I fully accept that the noble Baroness could tell us some horror stories about authorities acting in an extreme way as regards the criteria for their "entry gates". If it is any help I should tell the noble Baroness that we shall be issuing guidance on those matters and on the element of discretion which local authorities ought to be able to have. If we suddenly find that some local authorities have found a clever wheeze to limit people whom we all feel should be on the list, we have the powers and regulations to do something about that. I explained earlier about the consultation paper we issued and about the kind of thoughts we had as a result of the consultation and our further considerations, as regards what we may include in the regulations.

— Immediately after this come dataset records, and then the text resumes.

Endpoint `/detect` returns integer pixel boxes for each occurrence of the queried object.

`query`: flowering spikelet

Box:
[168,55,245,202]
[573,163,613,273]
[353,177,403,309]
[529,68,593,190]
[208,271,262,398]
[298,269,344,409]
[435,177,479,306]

Amendment No. 264ZE seeks to restrict housing allocation schemes to considering only housing needs. I think that most of the arguments I used with regard to the previous amendment I would use as regards this amendment. I believe that allocation schemes should focus on the characteristics and needs of the individual household, as set out in the consultation paper. We should not be prepared to go wider than that.

I fully accept that the noble Baroness might be concerned that a perverse authority might skew its allocation schemes by taking wildly irrelevant factors into account. I wondered this morning whether Scottish local authorities, which are not covered by the Bill, might decide, in the light of England's failure to keep out the Holland goal, that people from England should not be allowed on their housing lists! As time elapses, that might be seen as a perverse decision. While it may be jocular, I am sure that I could make up rather more serious racial and ethnic reasons why housing authorities could be tempted down a road of which none of us would approve. The power and regulation has to be in place to ensure that that does not happen.

In conclusion, there are issues, apart from pure housing need, which we believe local authorities should be allowed to take into account. We believe we can be confident that with the safeguards in the Bill and in the regulation-making powers available to Government, local authorities, as they almost inevitably do, will operate the system with a great deal of care and sensitivity.

Having heard my explanations, I hope that the noble Baroness will feel able to withdraw her amendment.